Da terra e do céu, por Janio de Freitas

Na Folha

Parte do mundo, parece, aprendeu alguma coisa com o passado. A política de tirar crianças dos seus pais não suscitou reação alguma, nem mesmo no Vaticano dos Pios 11 e 12, quando iniciada na Alemanha dos anos 1930. Logo pôde espalhar-se pela Europa, seguindo o horror das invasões nazistas. Os 2.300 casos de separação de pais e filhos, nos 40 dias da ordem de Donald Trump, submeteram esse algoz a reações internacionais que o obrigaram a apressado recuo.

O Brasil nada aprendeu — como sempre. Não se integrou ao grupo de países que pediram à Comissão Interamericana de Direitos Humanos providências para sustar a ação contra crianças e famílias imigrantes ilegais. Meia dúzia de palavras sem sal, a título de desaprovação, bastaram ao governo brasileiro. Como reforço da evidência, os governistas Marco Feliciano (Podemos-SP) e Ezequiel Teixeira (Podemos-RJ) neutralizaram a proposta, de Chico Alencar (PSOL-RJ), de repúdio da Câmara à violação de direitos humanos por Trump.

É muito informativo, em vários sentidos, que 55% dos republicanos aprovem a separação violenta das famílias, contra menos de 10% dos democratas. Mas a crítica interna mais contundente veio de uma republicana célebre, Laura Bush, mulher do ex-presidente. Tirar crianças dos pais e “trancá-las em jaulas” equivale, a seu ver, à prisão dos nipo-americanos em campos de concentração nos Estados Unidos durante a Segunda Guerra.

Entende-se agora que Trump, pouco antes que o engaiolamento de crianças chegasse ao público, tenha levado os Estados Unidos a repentino abandono do Conselho de Direitos Humanos da ONU. Outro caso em que o governo deixou o Brasil na alienação.

Direitos humanos por aqui não vão melhor.

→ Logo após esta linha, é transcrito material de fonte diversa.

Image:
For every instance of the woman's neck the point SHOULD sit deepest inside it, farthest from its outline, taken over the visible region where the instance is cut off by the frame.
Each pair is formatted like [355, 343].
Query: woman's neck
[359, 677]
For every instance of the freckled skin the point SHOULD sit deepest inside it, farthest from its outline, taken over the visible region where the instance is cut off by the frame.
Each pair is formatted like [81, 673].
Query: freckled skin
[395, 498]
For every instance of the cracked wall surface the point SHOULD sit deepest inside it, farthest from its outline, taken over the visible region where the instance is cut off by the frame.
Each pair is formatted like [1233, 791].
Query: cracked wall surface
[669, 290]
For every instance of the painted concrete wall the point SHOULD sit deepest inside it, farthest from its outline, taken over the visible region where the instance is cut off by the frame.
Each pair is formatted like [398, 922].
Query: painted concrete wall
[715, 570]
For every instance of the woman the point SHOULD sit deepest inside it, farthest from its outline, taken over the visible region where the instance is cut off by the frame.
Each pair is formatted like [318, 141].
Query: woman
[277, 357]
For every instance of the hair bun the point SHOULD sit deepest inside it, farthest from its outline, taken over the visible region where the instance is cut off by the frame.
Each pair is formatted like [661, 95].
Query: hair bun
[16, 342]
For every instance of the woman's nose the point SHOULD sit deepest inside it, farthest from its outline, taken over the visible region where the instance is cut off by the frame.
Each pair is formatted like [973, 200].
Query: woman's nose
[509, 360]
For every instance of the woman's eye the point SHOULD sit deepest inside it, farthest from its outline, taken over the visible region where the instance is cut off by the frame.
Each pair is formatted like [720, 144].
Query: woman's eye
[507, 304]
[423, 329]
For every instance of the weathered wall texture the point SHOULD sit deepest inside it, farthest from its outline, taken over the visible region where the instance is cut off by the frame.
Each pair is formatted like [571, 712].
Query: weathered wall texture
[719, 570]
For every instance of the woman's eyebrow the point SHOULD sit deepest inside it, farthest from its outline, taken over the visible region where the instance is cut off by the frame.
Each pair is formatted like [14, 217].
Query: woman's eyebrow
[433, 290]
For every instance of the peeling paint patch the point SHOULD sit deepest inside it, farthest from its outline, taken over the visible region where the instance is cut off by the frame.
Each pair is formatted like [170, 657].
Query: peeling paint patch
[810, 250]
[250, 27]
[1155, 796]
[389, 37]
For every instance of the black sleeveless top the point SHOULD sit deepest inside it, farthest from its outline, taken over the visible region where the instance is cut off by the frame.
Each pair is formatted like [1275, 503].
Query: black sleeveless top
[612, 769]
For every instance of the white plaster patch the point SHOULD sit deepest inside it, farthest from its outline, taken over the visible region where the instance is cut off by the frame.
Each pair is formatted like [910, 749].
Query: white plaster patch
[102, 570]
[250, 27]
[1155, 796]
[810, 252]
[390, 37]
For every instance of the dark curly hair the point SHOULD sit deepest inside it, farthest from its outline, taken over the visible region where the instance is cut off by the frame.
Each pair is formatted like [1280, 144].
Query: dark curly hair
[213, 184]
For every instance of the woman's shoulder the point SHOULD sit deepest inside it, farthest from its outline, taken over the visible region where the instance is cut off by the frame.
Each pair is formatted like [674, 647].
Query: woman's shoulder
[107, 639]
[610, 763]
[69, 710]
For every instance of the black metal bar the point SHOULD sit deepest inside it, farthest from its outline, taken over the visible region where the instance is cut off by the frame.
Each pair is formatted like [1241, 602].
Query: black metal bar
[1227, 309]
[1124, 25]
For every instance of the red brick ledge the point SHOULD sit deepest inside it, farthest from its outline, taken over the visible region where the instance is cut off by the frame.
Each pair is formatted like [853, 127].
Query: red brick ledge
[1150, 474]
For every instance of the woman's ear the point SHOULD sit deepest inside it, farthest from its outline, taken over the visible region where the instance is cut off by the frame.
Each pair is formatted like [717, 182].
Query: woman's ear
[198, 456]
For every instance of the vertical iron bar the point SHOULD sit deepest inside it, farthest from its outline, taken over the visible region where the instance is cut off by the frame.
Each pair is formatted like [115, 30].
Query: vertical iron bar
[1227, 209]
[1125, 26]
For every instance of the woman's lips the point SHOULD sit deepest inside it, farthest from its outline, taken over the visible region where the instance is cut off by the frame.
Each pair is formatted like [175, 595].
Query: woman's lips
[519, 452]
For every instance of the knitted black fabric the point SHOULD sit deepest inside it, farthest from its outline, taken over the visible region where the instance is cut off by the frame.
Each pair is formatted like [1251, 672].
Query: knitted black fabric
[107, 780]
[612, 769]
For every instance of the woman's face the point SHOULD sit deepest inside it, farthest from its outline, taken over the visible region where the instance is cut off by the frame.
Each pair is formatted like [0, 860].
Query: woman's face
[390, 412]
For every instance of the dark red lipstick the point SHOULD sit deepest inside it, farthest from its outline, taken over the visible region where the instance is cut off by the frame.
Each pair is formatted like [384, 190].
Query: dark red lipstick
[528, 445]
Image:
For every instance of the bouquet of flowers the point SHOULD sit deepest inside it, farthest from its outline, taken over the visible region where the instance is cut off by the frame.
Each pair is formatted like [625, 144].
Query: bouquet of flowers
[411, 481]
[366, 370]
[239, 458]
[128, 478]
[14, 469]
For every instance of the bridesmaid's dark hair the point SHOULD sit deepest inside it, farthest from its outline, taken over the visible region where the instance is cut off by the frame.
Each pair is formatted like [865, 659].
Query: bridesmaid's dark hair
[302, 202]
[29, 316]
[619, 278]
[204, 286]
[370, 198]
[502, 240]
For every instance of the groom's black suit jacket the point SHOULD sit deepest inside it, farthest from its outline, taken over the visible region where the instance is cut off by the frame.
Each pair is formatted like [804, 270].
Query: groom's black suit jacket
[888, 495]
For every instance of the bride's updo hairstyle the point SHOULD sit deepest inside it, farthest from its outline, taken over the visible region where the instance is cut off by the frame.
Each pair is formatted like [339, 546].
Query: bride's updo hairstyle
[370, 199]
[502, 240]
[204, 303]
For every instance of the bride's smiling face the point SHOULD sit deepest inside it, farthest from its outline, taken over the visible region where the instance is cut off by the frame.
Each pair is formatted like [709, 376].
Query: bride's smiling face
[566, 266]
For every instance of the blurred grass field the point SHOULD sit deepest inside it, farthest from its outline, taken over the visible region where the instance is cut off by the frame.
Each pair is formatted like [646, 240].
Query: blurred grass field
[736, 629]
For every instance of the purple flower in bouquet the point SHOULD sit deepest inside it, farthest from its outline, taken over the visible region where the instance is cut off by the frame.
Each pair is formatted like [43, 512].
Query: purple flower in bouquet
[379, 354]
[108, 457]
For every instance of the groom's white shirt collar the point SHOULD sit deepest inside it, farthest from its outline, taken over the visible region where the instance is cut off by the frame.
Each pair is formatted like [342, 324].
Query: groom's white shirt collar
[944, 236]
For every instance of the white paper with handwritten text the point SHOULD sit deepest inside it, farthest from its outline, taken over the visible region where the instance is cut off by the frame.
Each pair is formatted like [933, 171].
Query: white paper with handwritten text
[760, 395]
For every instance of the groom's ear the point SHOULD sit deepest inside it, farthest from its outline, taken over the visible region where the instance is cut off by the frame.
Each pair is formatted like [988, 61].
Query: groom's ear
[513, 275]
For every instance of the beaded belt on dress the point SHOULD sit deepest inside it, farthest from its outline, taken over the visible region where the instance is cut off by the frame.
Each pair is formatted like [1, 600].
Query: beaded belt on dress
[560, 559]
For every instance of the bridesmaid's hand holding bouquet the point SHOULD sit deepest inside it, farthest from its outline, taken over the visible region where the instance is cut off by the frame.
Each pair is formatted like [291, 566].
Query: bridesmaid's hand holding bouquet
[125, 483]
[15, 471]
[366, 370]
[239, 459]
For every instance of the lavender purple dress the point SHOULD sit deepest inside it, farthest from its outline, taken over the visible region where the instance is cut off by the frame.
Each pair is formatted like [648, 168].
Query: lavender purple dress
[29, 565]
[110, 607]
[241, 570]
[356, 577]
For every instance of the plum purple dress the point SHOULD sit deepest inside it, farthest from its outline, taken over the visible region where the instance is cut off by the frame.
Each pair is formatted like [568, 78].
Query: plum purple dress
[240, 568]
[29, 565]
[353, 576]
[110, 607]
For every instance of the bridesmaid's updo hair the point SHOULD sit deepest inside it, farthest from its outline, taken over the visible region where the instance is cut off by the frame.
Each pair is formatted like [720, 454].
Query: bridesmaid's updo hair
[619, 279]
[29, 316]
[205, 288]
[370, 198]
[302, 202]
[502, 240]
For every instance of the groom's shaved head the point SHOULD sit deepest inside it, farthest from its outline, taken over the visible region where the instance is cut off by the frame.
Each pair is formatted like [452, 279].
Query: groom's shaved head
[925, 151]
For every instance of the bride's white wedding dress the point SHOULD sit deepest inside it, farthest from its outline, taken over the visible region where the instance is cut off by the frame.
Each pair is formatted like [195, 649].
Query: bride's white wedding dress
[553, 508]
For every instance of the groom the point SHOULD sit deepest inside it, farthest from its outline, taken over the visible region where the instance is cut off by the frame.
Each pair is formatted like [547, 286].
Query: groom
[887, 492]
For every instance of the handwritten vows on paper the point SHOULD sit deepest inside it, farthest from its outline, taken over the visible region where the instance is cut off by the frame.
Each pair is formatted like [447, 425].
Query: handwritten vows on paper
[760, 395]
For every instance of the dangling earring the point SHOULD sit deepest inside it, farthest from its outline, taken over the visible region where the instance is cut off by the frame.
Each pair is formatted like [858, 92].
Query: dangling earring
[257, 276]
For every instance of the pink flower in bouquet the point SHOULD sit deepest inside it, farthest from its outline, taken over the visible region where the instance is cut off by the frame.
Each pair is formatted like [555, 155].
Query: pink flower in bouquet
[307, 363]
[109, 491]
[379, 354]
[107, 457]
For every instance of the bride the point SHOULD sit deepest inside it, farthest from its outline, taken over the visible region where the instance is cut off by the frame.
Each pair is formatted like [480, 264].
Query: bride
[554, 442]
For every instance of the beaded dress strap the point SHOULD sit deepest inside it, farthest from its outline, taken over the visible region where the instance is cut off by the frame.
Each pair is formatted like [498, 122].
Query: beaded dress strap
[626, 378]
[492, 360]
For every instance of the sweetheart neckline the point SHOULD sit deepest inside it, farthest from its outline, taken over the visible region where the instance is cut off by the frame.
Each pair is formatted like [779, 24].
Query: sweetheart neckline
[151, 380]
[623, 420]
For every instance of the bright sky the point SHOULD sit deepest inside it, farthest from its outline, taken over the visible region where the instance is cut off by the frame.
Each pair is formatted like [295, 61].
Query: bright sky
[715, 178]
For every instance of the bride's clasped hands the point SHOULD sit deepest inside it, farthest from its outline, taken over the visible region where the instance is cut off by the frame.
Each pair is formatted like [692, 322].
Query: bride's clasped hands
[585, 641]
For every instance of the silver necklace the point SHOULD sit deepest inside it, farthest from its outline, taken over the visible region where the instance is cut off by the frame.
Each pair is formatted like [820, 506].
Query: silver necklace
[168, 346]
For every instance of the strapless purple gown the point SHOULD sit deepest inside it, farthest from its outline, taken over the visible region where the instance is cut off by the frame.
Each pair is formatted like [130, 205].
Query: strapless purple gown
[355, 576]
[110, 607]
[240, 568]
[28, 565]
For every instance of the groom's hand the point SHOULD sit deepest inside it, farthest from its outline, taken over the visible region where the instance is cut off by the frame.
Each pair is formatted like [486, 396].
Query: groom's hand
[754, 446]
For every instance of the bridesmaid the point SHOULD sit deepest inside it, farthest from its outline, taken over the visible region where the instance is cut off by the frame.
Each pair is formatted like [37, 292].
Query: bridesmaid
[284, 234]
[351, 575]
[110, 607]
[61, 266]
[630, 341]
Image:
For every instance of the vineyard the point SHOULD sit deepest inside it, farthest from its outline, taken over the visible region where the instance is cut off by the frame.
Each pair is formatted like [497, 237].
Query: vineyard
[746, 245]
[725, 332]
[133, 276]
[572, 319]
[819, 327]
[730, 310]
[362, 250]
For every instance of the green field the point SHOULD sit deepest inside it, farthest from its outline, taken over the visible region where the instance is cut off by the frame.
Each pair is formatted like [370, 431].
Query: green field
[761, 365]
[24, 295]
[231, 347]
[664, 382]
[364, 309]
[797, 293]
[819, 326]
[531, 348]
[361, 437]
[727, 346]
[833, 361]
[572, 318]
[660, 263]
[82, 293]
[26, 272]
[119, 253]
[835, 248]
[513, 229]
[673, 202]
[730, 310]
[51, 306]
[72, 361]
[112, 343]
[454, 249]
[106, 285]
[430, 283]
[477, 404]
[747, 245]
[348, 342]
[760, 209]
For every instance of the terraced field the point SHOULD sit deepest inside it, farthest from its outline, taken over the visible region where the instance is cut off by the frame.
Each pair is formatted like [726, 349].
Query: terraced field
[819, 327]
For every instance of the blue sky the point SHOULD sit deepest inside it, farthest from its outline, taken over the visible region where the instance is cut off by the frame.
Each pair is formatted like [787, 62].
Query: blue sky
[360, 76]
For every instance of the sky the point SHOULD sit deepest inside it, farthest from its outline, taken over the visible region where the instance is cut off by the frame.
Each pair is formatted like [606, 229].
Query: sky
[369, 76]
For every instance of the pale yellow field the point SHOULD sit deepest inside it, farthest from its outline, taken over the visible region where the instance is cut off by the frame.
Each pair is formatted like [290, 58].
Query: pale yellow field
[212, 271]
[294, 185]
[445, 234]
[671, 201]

Os índios que o digam. As crianças expostas aos tiroteios nem podem dizê-lo, morrendo agora por tiros do céu, bem apontados, não mais por balas a esmo. Casos que ganham atenção por alguns dias, para logo sucumbir à apatia ou ao assassinato seguinte. É necessário não faltar, no entanto, com o reconhecimento de que a recusa a barrar refugiados venezuelanos, na fronteira amazônica, é decisão sensata.

O mesmo não pode ser dito do modo como o Supremo autorizou a Polícia Federal a também negociar delação premiada. Foi o preparo de mais confusões. Um exemplo já pronto é o de Antonio Palocci. Sem conseguir a venda de sua delação aos procuradores da Lava Jato, ele fez a oferta à Polícia Federal, que fechou negócio. Há, então, um processo que se encaminha para condenação pesada, por falta da tal delação premiada, e outro com acordo para minimização ou extinção da pena. O Supremo não previu tal situação nem, portanto, qual prevalecerá quando haja sentenças contraditórias.

Em São Paulo são mais cuidadosos. A roubalheira na construção de uma linha do metrô (entre várias, linhas e roubalheiras), datando de 2005, só teve denúncia judicial do Ministério Público do Estado em 2014. Isso mesmo: a denúncia, para julgamento, foi feita um ano depois da prescrição do processo, ocorrida oito anos depois do fato gerador, ou em 2013. Pronto, já para o arquivo. E viva a pureza do PSDB.